Véhicules bas carbone : l’hydrogène s’impose
Du côté de Stellantis, Opel est devenu, depuis son intégration dans le groupe, le centre de R&D pour la PAC à hydrogène. Une décision justifiée par l’histoire de l’ancienne filiale européenne de GM dont les recherches dans la PAC étaient assez avancées.
Chez Symbio-Faurecia Michelin Hydrogen Company, la production de près de 200 000 unités de PAC par an est actée pour 2030 et celles-ci équiperont également des VUL puis des VP si le marché décolle. Et l’usine située à Saint-Fons dans la métropole lyonnaise sera la plus importante unité de production de PAC en Europe.

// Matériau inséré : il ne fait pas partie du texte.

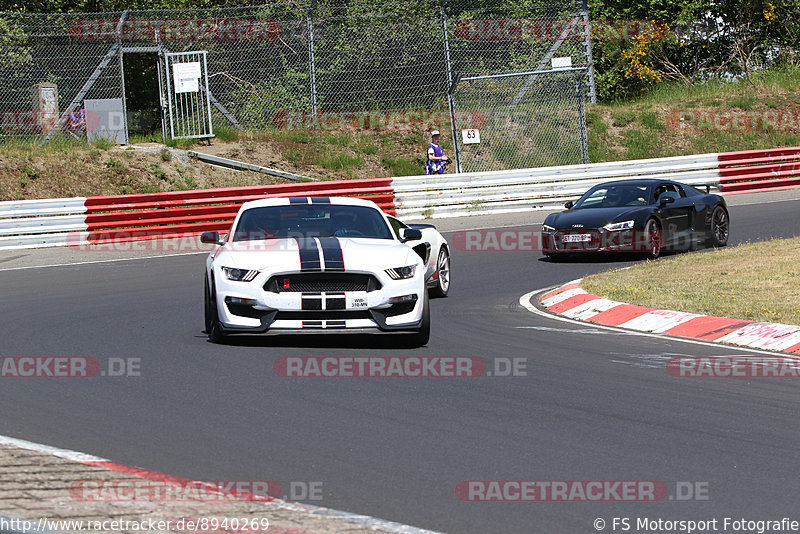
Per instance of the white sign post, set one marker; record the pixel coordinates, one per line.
(471, 137)
(186, 77)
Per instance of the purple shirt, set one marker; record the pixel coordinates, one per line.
(435, 166)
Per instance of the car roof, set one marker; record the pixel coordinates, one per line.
(639, 181)
(285, 201)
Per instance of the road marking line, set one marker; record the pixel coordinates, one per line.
(525, 302)
(95, 461)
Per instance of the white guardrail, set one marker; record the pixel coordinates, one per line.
(458, 195)
(41, 223)
(62, 221)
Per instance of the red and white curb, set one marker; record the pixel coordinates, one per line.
(95, 461)
(572, 302)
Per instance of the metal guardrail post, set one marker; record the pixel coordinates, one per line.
(451, 87)
(587, 43)
(311, 63)
(62, 120)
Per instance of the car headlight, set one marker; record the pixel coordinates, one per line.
(402, 273)
(613, 227)
(239, 275)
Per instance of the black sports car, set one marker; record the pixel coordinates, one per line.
(641, 216)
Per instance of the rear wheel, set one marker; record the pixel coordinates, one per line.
(442, 286)
(654, 239)
(720, 227)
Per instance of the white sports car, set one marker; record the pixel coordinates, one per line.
(317, 264)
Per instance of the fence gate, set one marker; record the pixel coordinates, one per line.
(185, 102)
(520, 120)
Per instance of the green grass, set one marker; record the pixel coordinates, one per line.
(649, 119)
(226, 133)
(623, 118)
(642, 144)
(744, 103)
(338, 162)
(403, 167)
(757, 281)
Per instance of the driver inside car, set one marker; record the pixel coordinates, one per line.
(343, 224)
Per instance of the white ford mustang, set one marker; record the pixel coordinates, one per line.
(320, 264)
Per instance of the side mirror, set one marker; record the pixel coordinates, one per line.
(411, 234)
(210, 237)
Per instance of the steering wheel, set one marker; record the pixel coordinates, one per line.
(352, 233)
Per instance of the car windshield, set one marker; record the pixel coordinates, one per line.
(613, 196)
(311, 220)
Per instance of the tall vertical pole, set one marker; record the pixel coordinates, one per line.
(582, 118)
(450, 89)
(587, 43)
(312, 68)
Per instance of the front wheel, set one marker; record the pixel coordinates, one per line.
(654, 239)
(213, 327)
(423, 335)
(442, 286)
(720, 227)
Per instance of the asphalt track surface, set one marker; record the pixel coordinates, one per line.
(595, 405)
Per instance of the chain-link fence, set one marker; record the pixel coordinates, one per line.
(523, 120)
(290, 59)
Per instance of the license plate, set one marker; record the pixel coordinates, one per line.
(577, 238)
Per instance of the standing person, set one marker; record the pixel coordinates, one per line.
(437, 161)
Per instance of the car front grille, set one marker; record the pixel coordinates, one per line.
(321, 283)
(322, 315)
(559, 240)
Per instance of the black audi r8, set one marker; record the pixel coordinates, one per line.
(642, 216)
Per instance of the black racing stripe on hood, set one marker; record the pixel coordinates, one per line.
(332, 252)
(309, 254)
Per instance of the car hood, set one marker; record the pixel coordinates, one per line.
(591, 217)
(284, 255)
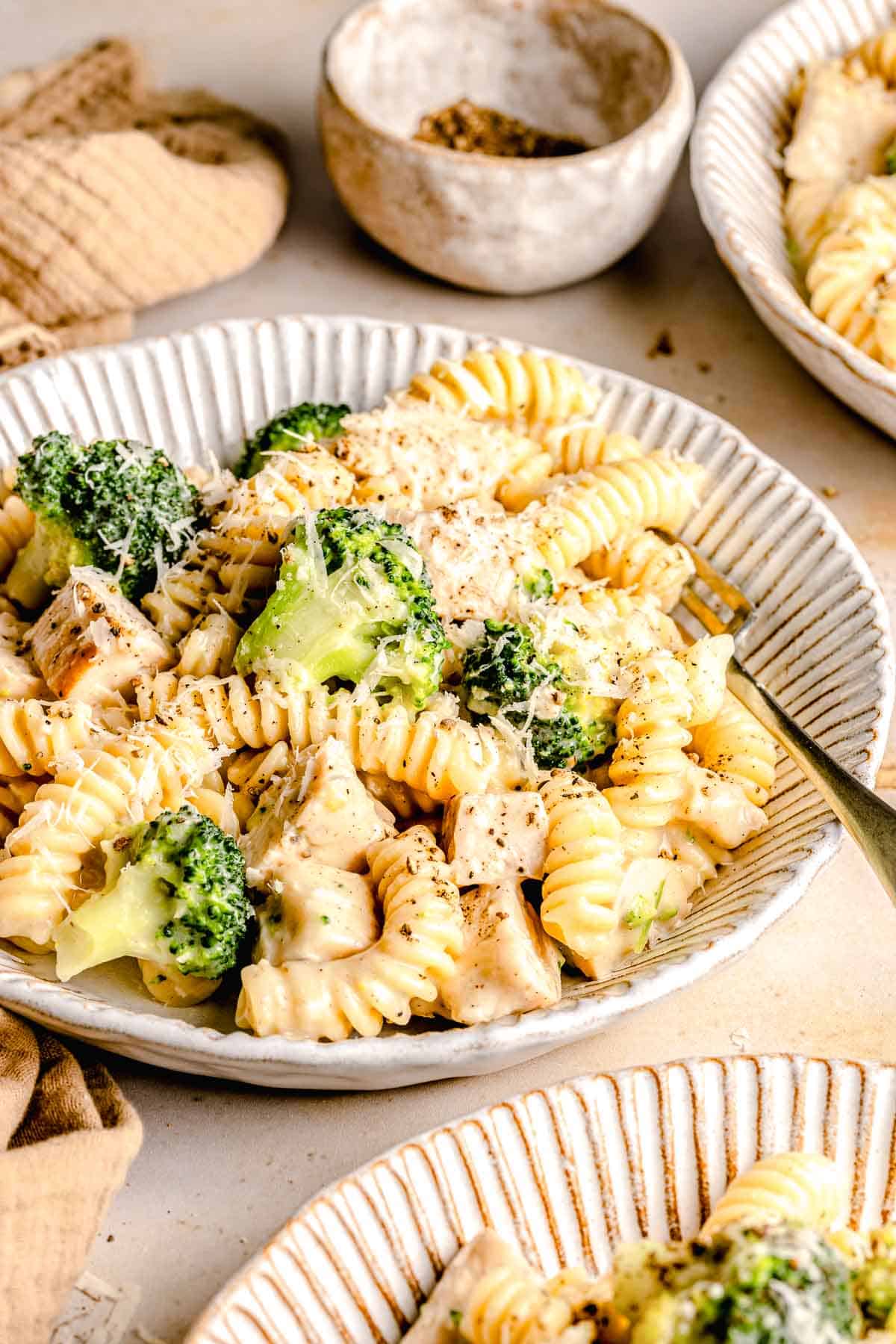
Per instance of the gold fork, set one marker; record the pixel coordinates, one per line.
(868, 819)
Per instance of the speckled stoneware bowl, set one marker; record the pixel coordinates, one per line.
(820, 642)
(735, 155)
(564, 1174)
(509, 226)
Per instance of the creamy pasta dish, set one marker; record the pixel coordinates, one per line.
(774, 1263)
(840, 208)
(390, 722)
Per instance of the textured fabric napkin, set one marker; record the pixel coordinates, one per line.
(67, 1137)
(114, 196)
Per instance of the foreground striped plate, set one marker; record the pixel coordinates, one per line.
(820, 642)
(564, 1174)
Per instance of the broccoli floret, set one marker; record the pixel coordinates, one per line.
(290, 430)
(175, 894)
(539, 585)
(780, 1285)
(507, 674)
(876, 1278)
(96, 506)
(352, 602)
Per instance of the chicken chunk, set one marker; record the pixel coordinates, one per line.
(721, 808)
(508, 964)
(477, 557)
(321, 812)
(316, 913)
(842, 127)
(494, 837)
(440, 1315)
(92, 642)
(421, 457)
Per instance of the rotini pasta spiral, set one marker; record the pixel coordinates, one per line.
(421, 940)
(134, 777)
(208, 648)
(538, 388)
(803, 1189)
(877, 55)
(583, 864)
(585, 515)
(20, 678)
(252, 772)
(806, 207)
(433, 752)
(509, 1305)
(738, 748)
(13, 796)
(399, 799)
(585, 445)
(35, 734)
(172, 987)
(228, 710)
(526, 479)
(848, 280)
(234, 562)
(649, 765)
(215, 800)
(184, 592)
(645, 563)
(16, 526)
(706, 662)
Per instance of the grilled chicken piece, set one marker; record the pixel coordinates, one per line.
(316, 913)
(92, 642)
(494, 837)
(321, 812)
(508, 964)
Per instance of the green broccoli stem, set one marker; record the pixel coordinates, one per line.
(43, 563)
(125, 921)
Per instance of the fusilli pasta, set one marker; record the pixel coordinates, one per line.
(134, 775)
(538, 388)
(649, 767)
(645, 563)
(738, 748)
(588, 514)
(802, 1189)
(422, 936)
(16, 526)
(583, 863)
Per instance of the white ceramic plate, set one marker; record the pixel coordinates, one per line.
(742, 127)
(820, 642)
(564, 1174)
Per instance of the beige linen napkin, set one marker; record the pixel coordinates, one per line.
(114, 196)
(67, 1137)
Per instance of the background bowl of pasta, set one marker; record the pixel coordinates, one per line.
(744, 124)
(563, 1177)
(820, 642)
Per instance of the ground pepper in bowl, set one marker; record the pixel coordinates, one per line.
(482, 131)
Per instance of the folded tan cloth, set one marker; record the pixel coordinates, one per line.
(67, 1137)
(114, 196)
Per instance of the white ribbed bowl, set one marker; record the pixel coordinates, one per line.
(742, 127)
(564, 1174)
(820, 642)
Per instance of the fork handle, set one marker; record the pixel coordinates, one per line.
(868, 819)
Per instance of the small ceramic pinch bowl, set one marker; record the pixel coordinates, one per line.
(508, 226)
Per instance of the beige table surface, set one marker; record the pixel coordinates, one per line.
(222, 1165)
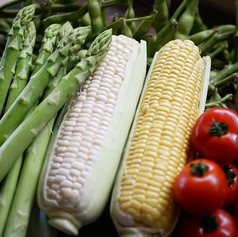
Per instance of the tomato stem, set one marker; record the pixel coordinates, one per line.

Pour leur part, les Français de Green Corp Konnection (GCK) et FEV viennent de s’allier pour développer leur propre PAC de forte puissance avec 200 kW/272 ch à la clé. Ils s’appuient sur EKPO Fuel Cell Technologies, coentreprise entre Elring Klinger et Plastic Omnium. Dans un premier temps, un véhicule 4×4 participera au Rallye Dakar en 2023, décliné ensuite sur des VUL principalement.

La PAC à la manœuvre
Constructeurs et équipementiers ne veulent pas laisser passer le train de la PAC à hydrogène dont les constructeurs asiatiques se sont emparés depuis longtemps : Honda avec sa Clarity, Toyota avec sa deuxième génération de Mirai, Hyundai avec sa Nexo. D’ailleurs, BMW, allié depuis 2013 à Toyota, a mis en avant à Francfort en 2019 son prototype de X5 iHydrogen Next, doté d’une PAC du japonais. Son lancement est prévu pour la fin 2022 (moteur de 374 ch, PAC de 125 kW/170 ch, réservoirs de 6 kg de H2O sous 700 bars). Pour sa part, Daimler s’est allié avec Volvo Trucks et Iveco pour développer des PAC à hydrogène pour poids lourds dès 2025, mais l’automobile n’est plus une priorité pour sa marque Mercedes. Le GLC Fuel Cell de 2017 a donc été remisé en attendant des jours meilleurs.